Jonathan Miller, president of the Miller Samuel Appraisers, said the weakness that started in the high end market has now spread to all price points.
“2015, 31 percent of the transactions in Manhattan in the third quarter were above asking price. Today, that’s about seven percent,” said Miller.
Donna Olshan, who tracks sales of properties that go for four million dollars and above, said contracts in January fell 16 percent from a year ago to its lowest level in six years.
Some of the weakness is due to oversupply. New York City went through a construction boom a few years ago.
But Olshan said the bigger cause is Trump’s new tax bill, which set a 10,000 dollar limit on annual local, state and real estate tax deductions.
“The minute they changed the tax law in the end of December 2017, the market went south,” said Olshan.

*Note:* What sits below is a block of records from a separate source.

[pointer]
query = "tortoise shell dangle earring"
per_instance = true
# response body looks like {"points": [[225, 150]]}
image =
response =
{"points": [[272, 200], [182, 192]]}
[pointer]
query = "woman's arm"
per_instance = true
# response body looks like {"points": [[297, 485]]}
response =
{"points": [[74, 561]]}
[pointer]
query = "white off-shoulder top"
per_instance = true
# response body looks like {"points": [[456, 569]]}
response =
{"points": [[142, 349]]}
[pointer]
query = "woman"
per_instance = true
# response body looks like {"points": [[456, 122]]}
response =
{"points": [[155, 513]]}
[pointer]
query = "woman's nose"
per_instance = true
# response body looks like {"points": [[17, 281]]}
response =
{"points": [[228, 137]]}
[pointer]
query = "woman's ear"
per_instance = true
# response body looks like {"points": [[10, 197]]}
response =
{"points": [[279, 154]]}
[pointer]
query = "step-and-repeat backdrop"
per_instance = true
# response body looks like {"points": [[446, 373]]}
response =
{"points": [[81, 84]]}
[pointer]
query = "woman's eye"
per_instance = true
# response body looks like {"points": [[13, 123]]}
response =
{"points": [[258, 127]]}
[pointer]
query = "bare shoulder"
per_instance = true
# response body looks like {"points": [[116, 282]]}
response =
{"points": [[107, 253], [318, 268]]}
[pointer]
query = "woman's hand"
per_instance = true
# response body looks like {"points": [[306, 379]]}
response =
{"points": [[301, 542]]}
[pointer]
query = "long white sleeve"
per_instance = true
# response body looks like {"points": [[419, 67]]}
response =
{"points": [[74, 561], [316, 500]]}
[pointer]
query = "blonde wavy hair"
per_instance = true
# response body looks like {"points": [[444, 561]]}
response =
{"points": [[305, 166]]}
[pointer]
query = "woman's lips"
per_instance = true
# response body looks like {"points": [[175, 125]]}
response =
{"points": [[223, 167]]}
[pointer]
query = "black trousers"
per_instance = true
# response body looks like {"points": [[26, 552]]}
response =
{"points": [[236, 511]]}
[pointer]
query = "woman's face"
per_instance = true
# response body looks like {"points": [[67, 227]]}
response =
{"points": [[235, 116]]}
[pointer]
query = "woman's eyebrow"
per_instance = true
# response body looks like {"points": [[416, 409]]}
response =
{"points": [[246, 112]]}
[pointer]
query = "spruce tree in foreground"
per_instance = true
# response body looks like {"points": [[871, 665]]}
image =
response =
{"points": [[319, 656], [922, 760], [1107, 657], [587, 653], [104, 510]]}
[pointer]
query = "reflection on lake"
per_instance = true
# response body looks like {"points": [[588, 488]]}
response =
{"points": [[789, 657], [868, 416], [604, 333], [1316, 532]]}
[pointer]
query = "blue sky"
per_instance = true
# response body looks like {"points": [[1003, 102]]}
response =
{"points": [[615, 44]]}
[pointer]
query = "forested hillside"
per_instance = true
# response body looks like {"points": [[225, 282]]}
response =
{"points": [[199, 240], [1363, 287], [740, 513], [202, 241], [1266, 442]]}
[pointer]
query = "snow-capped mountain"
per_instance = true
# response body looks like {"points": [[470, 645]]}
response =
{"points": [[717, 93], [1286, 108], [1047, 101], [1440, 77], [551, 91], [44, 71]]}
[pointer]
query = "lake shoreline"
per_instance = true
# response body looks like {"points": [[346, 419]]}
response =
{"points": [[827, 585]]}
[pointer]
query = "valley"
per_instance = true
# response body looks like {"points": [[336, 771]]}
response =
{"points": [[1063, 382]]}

There are other concerns as well that are making buyers more hesitant.
It’s more expensive to finance a home today than it was a year ago, because mortgage rates are rising. Others have been hit by the volatility in the stock market and some are concerned about a recession down the road.
“Whenever there’s uncertainty in anything that an individual looks for they just take longer to process. So the way to think of this housing market is – there’s no sense of urgency. People are waiting and seeing what will happen next,” said Miller.
Olshan said sellers are going to have to lower their prices by at least 10 percent to attract buyers. A tough pill for sellers to swallow.
“They believe that if they buy Manhattan real estate they have a god given right to make a profit. Guess what – this is a market that is very humbling. It’s going to show you that we are a sector like others. Sometimes we go up, and sometimes we go down,” said Olshan.
More than 20,000 new units for rent and for sale are expected to hit the New York City’s market this year, exacerbating the city’s oversupply problem. That’s only more good news for those in the market to buy.